Desde muy lejos, frente al televisor, preparado para disfrutar, conteniendo la nostalgia porque este partido era el que uno imaginaba debía jugar la Selección, el futbolero argentino pudo disfrutar otra vez de la magia que encierra la camiseta número 10. Eden Hazard, en Bélgica, y Kylian Mbappé, en Francia, le hicieron honor al dorsal que por estas tierras rioplatenses identifica a los talentosos sin discusión.
Y vaya si el 10 belga mostró que es un jugador desequilibrante, lástima que la nafta le haya alcanzado sólo para los primeros cuarenta y cinco minutos. Pero esa primera etapa le bastó para exhibir su clase. Cada vez que lo encaró a Pavard lo superó, y también a aquellos que acudían a socorrer al lateral francés. Gambeteó, tocó y remató. Debió coronar ese gran primer tiempo con un gol. Eso sí, este admirador de Riquelme –se le parece hasta en su forma de usar la cola para alejar al marcador– es lagunero y poco afecto al aporte defensivo que pregonan los técnicos. Por esas características, su selección lo extrañó en el segundo tiempo, cuando debió ir por la igualdad y Hazard no apareció en la dimensión que Bélgica lo necesitaba.
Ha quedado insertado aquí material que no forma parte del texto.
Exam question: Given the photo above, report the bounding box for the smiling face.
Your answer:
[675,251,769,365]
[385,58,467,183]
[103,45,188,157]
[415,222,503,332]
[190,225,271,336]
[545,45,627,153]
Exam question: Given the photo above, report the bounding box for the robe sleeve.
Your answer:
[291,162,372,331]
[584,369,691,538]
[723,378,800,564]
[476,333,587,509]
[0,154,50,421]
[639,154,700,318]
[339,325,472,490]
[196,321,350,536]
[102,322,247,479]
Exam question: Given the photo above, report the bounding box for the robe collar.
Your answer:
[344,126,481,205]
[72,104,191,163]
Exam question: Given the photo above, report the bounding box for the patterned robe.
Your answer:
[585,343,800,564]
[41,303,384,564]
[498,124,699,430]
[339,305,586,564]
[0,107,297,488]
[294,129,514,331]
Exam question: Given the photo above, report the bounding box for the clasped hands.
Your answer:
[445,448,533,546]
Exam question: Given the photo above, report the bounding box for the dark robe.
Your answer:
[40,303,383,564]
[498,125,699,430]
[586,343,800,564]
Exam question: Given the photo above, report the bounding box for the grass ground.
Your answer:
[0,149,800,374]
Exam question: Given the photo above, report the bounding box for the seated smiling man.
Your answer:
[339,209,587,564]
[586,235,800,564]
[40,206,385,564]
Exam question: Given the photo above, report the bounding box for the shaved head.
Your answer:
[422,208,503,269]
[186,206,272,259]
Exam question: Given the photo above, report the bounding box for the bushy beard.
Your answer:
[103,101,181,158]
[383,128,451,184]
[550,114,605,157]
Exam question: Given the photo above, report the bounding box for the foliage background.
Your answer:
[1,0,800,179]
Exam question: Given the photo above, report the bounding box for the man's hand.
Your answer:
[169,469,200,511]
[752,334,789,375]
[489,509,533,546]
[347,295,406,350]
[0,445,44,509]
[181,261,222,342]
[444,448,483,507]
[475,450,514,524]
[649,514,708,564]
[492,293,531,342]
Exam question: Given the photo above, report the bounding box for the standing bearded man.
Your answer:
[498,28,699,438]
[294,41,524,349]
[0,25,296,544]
Esta situación fue consecuencia de un acierto táctico francés, que intentó y logró aislarlo de su socio natural: De Bruyne.
No le pasó eso a Mbappé. Cuando su equipo no la pasaba del todo bien, el chico de 19 años peleaba por encontrar una pelota y espacio para imponer su velocidad, a partir de sus piernas tan largas como zancos. Pero nadie puede estar más equivocado si cree que Mbappé es sólo un velocista a lo Usain Bolt. En el primer tiempo, cuando su equipo pudo zafar del dominio belga y llegar al área de Courtois con pretensiones, Mbappé se asoció con Griezmann y tiró un lujo que puso a Giroud de cara al gol. Hubiera sido el gol más lindo del Mundial, sin duda. Habría ratificado que la improvisación del talentoso mata cualquier planificación hasta el mínimo detalle y que el fútbol es “la dinámica de lo impensado”. La ventaja del chico del París Saint Germain es que juega al lado de dos laderos indispensables: Griezmann, el cerebro, y Giroud, el sacrificado. El jugador del Atlético Madrid maneja como nadie los tiempos del partido, mientras que el del Chelsea saca de paseo a los centrales rivales y provoca el desorden que Mbappé aprovecha.